There is something truly wonderful about meeting, in their own land, these extraordinary animals. We saw a herd of elephant led by a big matriarch, her son so small that he could stand under her belly.


They passed so close to the truck that we could have reached out and touched them. More scarily, they could have reached in and touched us.

They didn’t because the discipline and cleanliness of the reserve means that none of the animals associates the trucks or the lodges with food. After every stop the game wardens scour the ground so that we did, indeed, leave nothing but footprints. We saw a pride of lions lolling in the evening sun, cubs sprawling and playing with their dozing mother.

Everything we dreamt of

We saw everything we had dreamt of: hippo, rhino, giraffe, a leopard and one shadowy evening, a cheetah posed at the top of a cliff, as beautiful as a statue.

And we saw things of great beauty that I did not expect – hyena , fox and an African hare.

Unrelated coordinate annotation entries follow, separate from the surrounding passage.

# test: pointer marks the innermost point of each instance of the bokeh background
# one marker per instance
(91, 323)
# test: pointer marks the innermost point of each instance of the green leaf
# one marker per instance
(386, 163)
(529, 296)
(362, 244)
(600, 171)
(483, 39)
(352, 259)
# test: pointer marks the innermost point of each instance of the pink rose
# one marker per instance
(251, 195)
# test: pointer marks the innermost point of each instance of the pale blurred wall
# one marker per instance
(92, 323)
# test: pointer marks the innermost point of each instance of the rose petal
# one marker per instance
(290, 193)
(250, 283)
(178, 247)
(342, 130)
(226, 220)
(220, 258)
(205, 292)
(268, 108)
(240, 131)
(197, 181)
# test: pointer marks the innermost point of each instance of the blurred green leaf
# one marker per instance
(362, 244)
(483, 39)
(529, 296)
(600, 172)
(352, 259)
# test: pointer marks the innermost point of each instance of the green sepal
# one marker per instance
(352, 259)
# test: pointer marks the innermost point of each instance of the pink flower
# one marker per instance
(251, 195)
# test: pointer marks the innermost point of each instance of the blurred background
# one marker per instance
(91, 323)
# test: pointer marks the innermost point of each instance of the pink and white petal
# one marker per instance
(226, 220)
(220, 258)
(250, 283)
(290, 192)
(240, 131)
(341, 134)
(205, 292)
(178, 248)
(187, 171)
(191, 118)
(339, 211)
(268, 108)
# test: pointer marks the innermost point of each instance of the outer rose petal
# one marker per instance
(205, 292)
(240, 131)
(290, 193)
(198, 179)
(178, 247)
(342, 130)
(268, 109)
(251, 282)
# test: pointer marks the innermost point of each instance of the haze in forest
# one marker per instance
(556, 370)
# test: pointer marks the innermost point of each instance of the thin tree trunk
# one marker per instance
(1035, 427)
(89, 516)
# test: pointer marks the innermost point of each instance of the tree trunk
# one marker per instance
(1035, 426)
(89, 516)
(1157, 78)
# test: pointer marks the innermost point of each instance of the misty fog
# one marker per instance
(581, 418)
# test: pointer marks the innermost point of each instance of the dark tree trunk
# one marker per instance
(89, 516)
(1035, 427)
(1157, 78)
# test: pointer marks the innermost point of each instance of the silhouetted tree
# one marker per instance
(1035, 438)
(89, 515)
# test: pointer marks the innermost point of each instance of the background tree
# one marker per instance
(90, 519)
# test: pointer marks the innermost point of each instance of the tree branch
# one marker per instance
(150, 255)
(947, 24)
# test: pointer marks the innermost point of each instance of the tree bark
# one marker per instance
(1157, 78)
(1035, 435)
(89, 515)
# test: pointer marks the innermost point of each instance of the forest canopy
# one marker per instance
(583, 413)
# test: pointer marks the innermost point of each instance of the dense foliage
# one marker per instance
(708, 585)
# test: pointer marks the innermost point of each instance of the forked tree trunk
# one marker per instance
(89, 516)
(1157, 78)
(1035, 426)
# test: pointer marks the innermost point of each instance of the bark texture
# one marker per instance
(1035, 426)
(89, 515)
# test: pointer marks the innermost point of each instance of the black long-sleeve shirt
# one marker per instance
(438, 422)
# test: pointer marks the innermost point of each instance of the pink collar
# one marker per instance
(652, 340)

To drive around a corner and see a great herd of impala or springbok grazing, with the telegraph- pole heads of giraffe poking out of the bush behind them, is a wonderful experience.

A nearby resort offers golf and swimming. This is Bushman Sands, under the same ownership but with the ambition of transforming the small town of Alicedale into a resort to bring prosperity to the locals.

Not only are the owners contributing to the preservation of wildlife and the greening of the countryside, they are providing employment and opportunities for local people.

At Bushman Sands you can take an evening sail on the river. Our captain steered and pointed out the wildlife – a wonderful soaring fish eagle, hippo, and dozens of scampering bush pigs who called Pumba.

Our own barmaid prepared appetisers as we cruised and we sat on the top deck enjoying the peace of the golden sunset. As we left Bushman Sands they learned they were to be the winter training camp for the South African rugby team – another step towards greater prosperity.

But all I could think about was whether they were ready for an annual literary festival – and whether I could host it?